Quando o Amor Sorrir de Novo

Quando o Amor Sorrir de Novo

O Silêncio que Fica

📖 Capítulo 1

Giulia Santoro

A casa estava silenciosa. Não aquele silêncio tranquilo das tardes de domingo, mas o tipo de silêncio que pesa, que aperta o peito, que faz os móveis parecerem estranhos. Giulia caminhava descalça pelo chão frio da sala, segurando uma xícara de café que já estava quase fria. Olhava ao redor e tudo parecia tão cheio… e ao mesmo tempo tão vazio.

As fotos na parede contavam histórias felizes. Casamento. Viagens. Formatura dos filhos. Aniversários. Ao centro, a imagem que doía mais: ela e Daniel, seu esposo, em uma praia qualquer do litoral baiano, sorrindo com os cabelos bagunçados pelo vento. Era como se outra mulher estivesse naquela foto. Uma mulher que não existia mais.
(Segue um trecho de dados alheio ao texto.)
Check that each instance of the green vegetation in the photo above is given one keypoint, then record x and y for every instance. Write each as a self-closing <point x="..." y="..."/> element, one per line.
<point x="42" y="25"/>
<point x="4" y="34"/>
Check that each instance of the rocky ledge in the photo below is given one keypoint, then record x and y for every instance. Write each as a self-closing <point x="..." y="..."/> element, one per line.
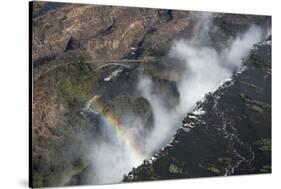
<point x="228" y="133"/>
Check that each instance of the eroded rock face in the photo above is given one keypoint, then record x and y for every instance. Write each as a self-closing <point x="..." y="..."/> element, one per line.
<point x="67" y="36"/>
<point x="228" y="133"/>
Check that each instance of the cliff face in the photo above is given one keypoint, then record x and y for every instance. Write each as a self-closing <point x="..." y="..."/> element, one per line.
<point x="66" y="37"/>
<point x="228" y="133"/>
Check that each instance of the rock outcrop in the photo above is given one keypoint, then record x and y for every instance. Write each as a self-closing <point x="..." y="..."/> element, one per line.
<point x="65" y="37"/>
<point x="228" y="133"/>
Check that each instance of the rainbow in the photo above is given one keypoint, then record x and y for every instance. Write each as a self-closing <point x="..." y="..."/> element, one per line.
<point x="96" y="105"/>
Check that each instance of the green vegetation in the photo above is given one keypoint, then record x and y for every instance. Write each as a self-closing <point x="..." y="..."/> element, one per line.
<point x="263" y="144"/>
<point x="255" y="105"/>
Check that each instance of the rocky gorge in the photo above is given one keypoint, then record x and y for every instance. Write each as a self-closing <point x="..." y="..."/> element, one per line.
<point x="105" y="77"/>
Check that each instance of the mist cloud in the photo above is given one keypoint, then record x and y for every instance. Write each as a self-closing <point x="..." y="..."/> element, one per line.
<point x="204" y="69"/>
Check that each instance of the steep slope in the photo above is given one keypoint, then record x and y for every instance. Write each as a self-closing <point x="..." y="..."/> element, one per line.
<point x="228" y="133"/>
<point x="67" y="36"/>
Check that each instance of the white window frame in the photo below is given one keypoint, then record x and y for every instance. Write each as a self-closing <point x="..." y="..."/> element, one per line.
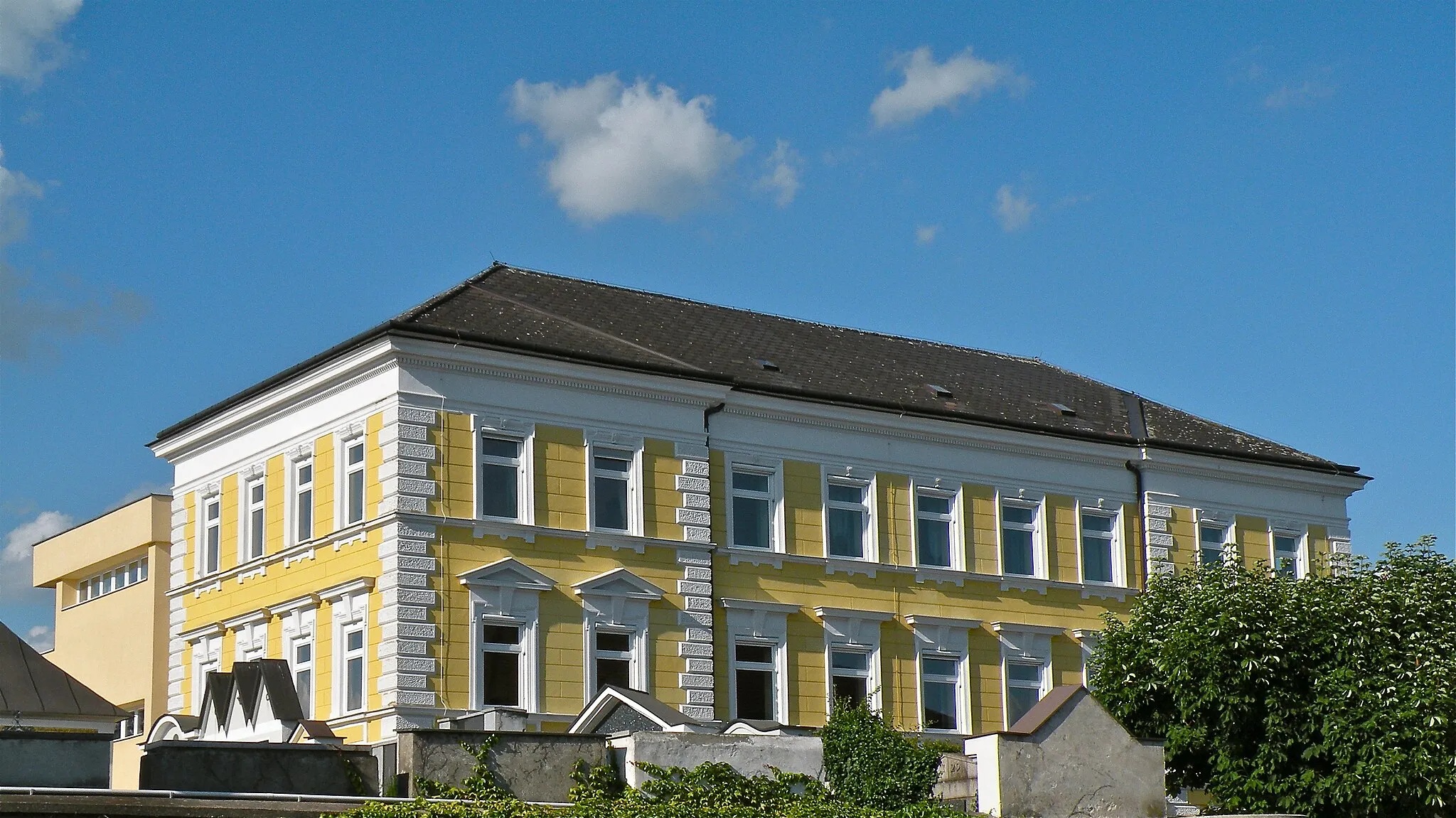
<point x="953" y="519"/>
<point x="507" y="593"/>
<point x="207" y="655"/>
<point x="1029" y="645"/>
<point x="296" y="488"/>
<point x="299" y="628"/>
<point x="1039" y="533"/>
<point x="869" y="534"/>
<point x="350" y="612"/>
<point x="250" y="640"/>
<point x="633" y="451"/>
<point x="1008" y="683"/>
<point x="854" y="630"/>
<point x="943" y="638"/>
<point x="248" y="524"/>
<point x="958" y="680"/>
<point x="525" y="469"/>
<point x="1115" y="547"/>
<point x="774" y="497"/>
<point x="776" y="674"/>
<point x="344" y="472"/>
<point x="203" y="568"/>
<point x="134" y="723"/>
<point x="1226" y="539"/>
<point x="1300" y="549"/>
<point x="635" y="654"/>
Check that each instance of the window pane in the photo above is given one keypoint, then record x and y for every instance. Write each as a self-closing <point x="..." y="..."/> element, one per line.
<point x="614" y="672"/>
<point x="1019" y="701"/>
<point x="931" y="504"/>
<point x="611" y="502"/>
<point x="257" y="532"/>
<point x="939" y="705"/>
<point x="933" y="540"/>
<point x="750" y="523"/>
<point x="1018" y="672"/>
<point x="305" y="516"/>
<point x="354" y="699"/>
<point x="846" y="533"/>
<point x="1097" y="559"/>
<point x="304" y="683"/>
<point x="355" y="497"/>
<point x="621" y="642"/>
<point x="501" y="679"/>
<point x="754" y="694"/>
<point x="762" y="654"/>
<point x="936" y="667"/>
<point x="851" y="687"/>
<point x="750" y="482"/>
<point x="614" y="463"/>
<point x="501" y="635"/>
<point x="1017" y="552"/>
<point x="498" y="491"/>
<point x="497" y="447"/>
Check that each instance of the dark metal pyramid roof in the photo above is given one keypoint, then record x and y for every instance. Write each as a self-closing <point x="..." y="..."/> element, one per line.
<point x="33" y="684"/>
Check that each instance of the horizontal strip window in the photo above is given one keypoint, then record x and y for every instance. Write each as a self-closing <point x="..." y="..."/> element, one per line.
<point x="114" y="580"/>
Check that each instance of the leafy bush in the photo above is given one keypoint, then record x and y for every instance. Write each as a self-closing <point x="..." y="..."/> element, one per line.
<point x="869" y="765"/>
<point x="1328" y="696"/>
<point x="877" y="773"/>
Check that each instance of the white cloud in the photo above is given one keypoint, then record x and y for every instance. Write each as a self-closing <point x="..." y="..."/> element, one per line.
<point x="15" y="188"/>
<point x="41" y="638"/>
<point x="783" y="166"/>
<point x="929" y="85"/>
<point x="1297" y="95"/>
<point x="15" y="559"/>
<point x="1012" y="210"/>
<point x="626" y="149"/>
<point x="29" y="45"/>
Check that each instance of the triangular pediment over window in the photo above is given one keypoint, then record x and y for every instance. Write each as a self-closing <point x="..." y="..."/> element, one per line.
<point x="619" y="583"/>
<point x="508" y="572"/>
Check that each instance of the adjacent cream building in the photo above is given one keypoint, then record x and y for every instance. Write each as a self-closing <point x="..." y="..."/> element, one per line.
<point x="111" y="615"/>
<point x="530" y="487"/>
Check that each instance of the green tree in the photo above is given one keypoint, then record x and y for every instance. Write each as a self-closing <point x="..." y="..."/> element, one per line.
<point x="1334" y="694"/>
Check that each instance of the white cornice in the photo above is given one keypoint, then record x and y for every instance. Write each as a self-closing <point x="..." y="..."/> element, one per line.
<point x="680" y="389"/>
<point x="301" y="390"/>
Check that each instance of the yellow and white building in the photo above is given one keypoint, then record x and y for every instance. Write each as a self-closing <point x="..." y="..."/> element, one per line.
<point x="111" y="616"/>
<point x="530" y="487"/>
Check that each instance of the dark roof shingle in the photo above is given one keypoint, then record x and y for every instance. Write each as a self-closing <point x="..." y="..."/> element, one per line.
<point x="571" y="319"/>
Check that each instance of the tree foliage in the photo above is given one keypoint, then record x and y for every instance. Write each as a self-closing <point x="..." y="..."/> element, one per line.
<point x="874" y="772"/>
<point x="1334" y="694"/>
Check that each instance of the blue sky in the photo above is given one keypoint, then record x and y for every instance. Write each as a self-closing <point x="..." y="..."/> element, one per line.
<point x="1241" y="210"/>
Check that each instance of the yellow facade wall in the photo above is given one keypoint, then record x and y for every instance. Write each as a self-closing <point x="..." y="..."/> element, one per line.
<point x="561" y="478"/>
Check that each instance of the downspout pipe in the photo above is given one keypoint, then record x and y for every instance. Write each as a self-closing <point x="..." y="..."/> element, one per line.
<point x="1138" y="427"/>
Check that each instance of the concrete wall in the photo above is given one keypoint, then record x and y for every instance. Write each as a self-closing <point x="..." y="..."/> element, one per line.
<point x="1082" y="763"/>
<point x="532" y="766"/>
<point x="749" y="754"/>
<point x="226" y="766"/>
<point x="54" y="759"/>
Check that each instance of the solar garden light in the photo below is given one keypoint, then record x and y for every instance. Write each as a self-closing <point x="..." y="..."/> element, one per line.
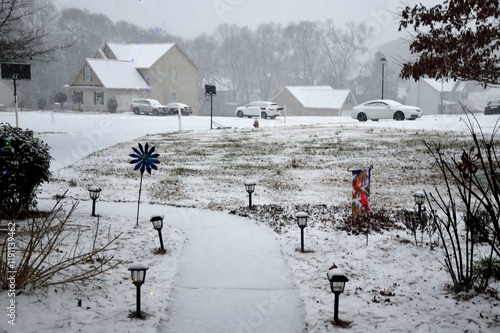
<point x="302" y="222"/>
<point x="138" y="273"/>
<point x="94" y="192"/>
<point x="419" y="200"/>
<point x="337" y="280"/>
<point x="250" y="187"/>
<point x="158" y="225"/>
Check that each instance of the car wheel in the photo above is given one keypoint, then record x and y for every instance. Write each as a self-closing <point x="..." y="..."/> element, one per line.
<point x="399" y="116"/>
<point x="362" y="116"/>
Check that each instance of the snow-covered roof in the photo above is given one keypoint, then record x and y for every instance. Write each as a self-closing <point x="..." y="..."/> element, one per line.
<point x="441" y="84"/>
<point x="324" y="97"/>
<point x="142" y="55"/>
<point x="116" y="74"/>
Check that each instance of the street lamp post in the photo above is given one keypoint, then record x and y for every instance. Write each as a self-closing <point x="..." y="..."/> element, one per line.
<point x="383" y="61"/>
<point x="419" y="200"/>
<point x="337" y="280"/>
<point x="158" y="225"/>
<point x="138" y="273"/>
<point x="302" y="223"/>
<point x="94" y="192"/>
<point x="250" y="187"/>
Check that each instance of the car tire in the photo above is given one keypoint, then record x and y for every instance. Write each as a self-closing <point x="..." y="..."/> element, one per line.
<point x="399" y="116"/>
<point x="362" y="116"/>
Fazia dois anos que Daniel partira. Dois anos desde que ela segurou sua mão pela última vez. Dois anos desde que tentou desesperadamente salvá-lo, com os olhos embaçados pelas lágrimas e as mãos trêmulas de medo. Era médica. Sabia o que fazer. Mas nada funcionou.

Nada.

Nem o conhecimento. Nem a experiência. Nem o amor.
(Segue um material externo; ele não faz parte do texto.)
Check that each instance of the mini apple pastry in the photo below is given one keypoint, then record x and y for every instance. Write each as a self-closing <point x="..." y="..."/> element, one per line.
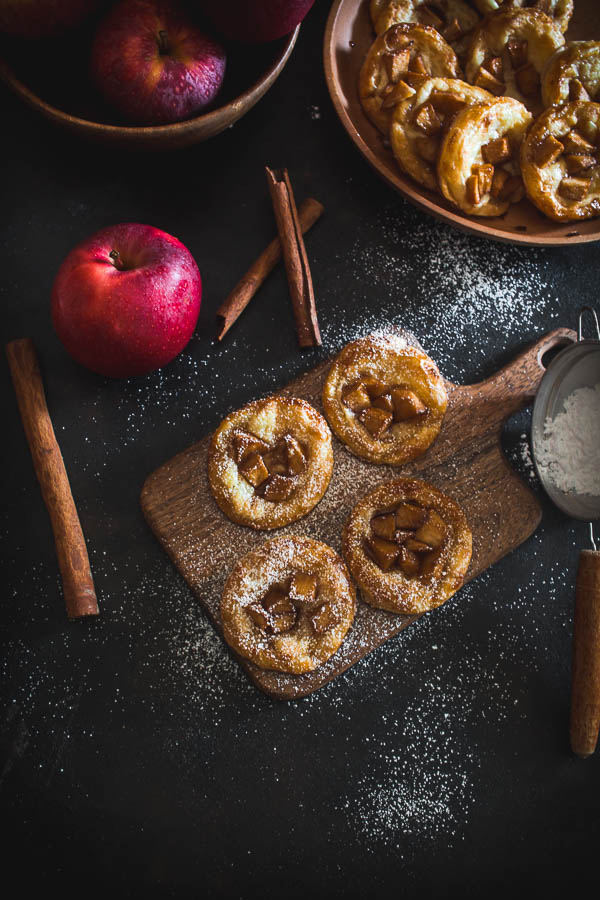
<point x="385" y="399"/>
<point x="270" y="462"/>
<point x="454" y="19"/>
<point x="478" y="166"/>
<point x="396" y="64"/>
<point x="560" y="11"/>
<point x="418" y="124"/>
<point x="288" y="605"/>
<point x="572" y="73"/>
<point x="408" y="546"/>
<point x="559" y="161"/>
<point x="509" y="51"/>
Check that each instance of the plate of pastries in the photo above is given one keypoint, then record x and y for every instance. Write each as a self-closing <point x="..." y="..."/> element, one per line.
<point x="485" y="113"/>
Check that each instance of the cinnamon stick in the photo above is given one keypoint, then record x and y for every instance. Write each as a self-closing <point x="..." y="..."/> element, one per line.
<point x="239" y="298"/>
<point x="585" y="668"/>
<point x="78" y="586"/>
<point x="294" y="257"/>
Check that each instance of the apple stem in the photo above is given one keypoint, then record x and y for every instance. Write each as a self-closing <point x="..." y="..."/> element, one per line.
<point x="116" y="258"/>
<point x="163" y="43"/>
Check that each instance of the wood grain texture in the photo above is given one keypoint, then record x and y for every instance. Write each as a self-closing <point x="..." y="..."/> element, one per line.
<point x="466" y="462"/>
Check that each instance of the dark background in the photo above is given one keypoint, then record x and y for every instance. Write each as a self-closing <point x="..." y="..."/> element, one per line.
<point x="137" y="758"/>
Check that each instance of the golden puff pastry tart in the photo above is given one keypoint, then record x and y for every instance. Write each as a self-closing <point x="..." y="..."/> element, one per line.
<point x="385" y="399"/>
<point x="509" y="51"/>
<point x="572" y="73"/>
<point x="418" y="124"/>
<point x="288" y="605"/>
<point x="396" y="64"/>
<point x="408" y="546"/>
<point x="560" y="11"/>
<point x="478" y="166"/>
<point x="559" y="161"/>
<point x="270" y="462"/>
<point x="454" y="19"/>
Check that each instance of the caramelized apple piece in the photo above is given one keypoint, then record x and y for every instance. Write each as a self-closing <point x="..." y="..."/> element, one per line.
<point x="528" y="80"/>
<point x="376" y="421"/>
<point x="512" y="189"/>
<point x="452" y="31"/>
<point x="384" y="526"/>
<point x="496" y="67"/>
<point x="577" y="90"/>
<point x="575" y="143"/>
<point x="253" y="469"/>
<point x="384" y="402"/>
<point x="445" y="103"/>
<point x="574" y="188"/>
<point x="496" y="151"/>
<point x="488" y="82"/>
<point x="398" y="93"/>
<point x="396" y="64"/>
<point x="577" y="163"/>
<point x="415" y="79"/>
<point x="417" y="546"/>
<point x="303" y="589"/>
<point x="409" y="562"/>
<point x="517" y="51"/>
<point x="500" y="178"/>
<point x="548" y="151"/>
<point x="244" y="443"/>
<point x="277" y="488"/>
<point x="427" y="120"/>
<point x="259" y="615"/>
<point x="275" y="601"/>
<point x="374" y="386"/>
<point x="427" y="16"/>
<point x="418" y="66"/>
<point x="383" y="552"/>
<point x="472" y="190"/>
<point x="323" y="619"/>
<point x="355" y="396"/>
<point x="410" y="516"/>
<point x="429" y="562"/>
<point x="295" y="456"/>
<point x="275" y="461"/>
<point x="427" y="149"/>
<point x="432" y="531"/>
<point x="406" y="404"/>
<point x="485" y="175"/>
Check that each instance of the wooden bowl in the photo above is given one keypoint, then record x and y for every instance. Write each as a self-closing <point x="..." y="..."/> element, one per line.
<point x="54" y="81"/>
<point x="348" y="36"/>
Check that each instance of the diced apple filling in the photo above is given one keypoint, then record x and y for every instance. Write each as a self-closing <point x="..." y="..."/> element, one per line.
<point x="272" y="471"/>
<point x="409" y="539"/>
<point x="283" y="606"/>
<point x="379" y="406"/>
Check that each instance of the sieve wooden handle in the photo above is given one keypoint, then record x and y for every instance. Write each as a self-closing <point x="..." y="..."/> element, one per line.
<point x="585" y="669"/>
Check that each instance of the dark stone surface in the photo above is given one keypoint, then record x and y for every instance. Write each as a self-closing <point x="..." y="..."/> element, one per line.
<point x="137" y="758"/>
Ela era médica. Quantas vidas havia salvo em sua carreira? Quantas vezes correu contra o tempo para manter um coração batendo? E mesmo assim... falhou com ele.

Essa culpa a corroía por dentro, silenciosa e cruel.
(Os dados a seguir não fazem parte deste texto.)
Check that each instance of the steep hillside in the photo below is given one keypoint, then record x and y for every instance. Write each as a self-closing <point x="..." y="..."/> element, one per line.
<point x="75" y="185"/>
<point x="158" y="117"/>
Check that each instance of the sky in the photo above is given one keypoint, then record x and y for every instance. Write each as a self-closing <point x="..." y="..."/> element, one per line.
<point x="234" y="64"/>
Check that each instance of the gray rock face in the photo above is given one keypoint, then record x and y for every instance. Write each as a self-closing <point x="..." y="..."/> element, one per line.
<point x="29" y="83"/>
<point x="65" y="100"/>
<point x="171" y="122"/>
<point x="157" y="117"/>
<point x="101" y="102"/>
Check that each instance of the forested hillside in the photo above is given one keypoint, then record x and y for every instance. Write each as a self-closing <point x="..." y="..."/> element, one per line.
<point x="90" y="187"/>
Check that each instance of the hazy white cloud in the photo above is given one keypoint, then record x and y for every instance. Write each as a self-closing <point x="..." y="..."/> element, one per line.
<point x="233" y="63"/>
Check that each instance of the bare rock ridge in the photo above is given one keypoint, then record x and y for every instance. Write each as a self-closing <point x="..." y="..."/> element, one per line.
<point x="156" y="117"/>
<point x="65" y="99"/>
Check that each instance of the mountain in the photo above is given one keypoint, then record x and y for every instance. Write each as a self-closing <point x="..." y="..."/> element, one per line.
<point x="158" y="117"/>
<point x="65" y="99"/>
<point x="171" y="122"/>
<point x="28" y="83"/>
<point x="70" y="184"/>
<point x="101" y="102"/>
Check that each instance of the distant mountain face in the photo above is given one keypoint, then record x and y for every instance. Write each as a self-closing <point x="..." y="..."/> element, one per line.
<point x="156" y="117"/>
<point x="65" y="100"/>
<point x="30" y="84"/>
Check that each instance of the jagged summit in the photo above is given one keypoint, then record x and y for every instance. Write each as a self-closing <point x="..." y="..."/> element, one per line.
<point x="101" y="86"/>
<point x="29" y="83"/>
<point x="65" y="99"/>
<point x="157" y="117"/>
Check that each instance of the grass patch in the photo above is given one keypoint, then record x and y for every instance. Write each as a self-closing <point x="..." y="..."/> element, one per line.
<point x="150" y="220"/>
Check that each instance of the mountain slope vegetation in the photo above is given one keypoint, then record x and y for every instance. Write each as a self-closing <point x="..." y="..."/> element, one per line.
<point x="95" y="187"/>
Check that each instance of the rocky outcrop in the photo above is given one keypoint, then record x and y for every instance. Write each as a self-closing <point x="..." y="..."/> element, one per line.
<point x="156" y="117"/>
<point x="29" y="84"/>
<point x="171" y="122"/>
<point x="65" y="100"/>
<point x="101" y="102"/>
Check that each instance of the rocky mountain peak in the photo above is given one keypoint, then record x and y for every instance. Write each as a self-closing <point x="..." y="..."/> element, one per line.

A profissão que antes era sua missão, tornou-se sua prisão. Não conseguia mais entrar num consultório, muito menos num hospital. As paredes brancas lhe davam náuseas. O cheiro do álcool, os sons dos monitores, tudo a fazia reviver aquela noite. E aos poucos, ela foi se desligando de tudo. Dos pacientes. Dos colegas. Da vida.

Os filhos, já crescidos, entenderam a dor da mãe como puderam. A apoiaram no começo, mas depois… a rotina falou mais alto. Tinham suas famílias, seus empregos, suas responsabilidades. E Giulia se fechou. Tornou-se uma sombra dentro da própria casa.

Ela tentou se agarrar ao que restava. Jardinagem. Leitura. Aulas de italiano, por capricho, por curiosidade, talvez por saudade das histórias que a avó contava quando era criança — de uma vila no interior da Toscana onde tudo parecia mais simples. Mais leve.

Mas nem isso preenchia.

Naquela manhã, enquanto o sol começava a desenhar linhas douradas nas cortinas, Giulia se olhou no espelho da sala. O rosto estava mais fino, os cabelos grisalhos agora assumidos com dignidade, e os olhos… os olhos estavam tristes. Profundamente tristes.

E foi nesse instante que ela entendeu: ela não estava vivendo. Estava apenas existindo.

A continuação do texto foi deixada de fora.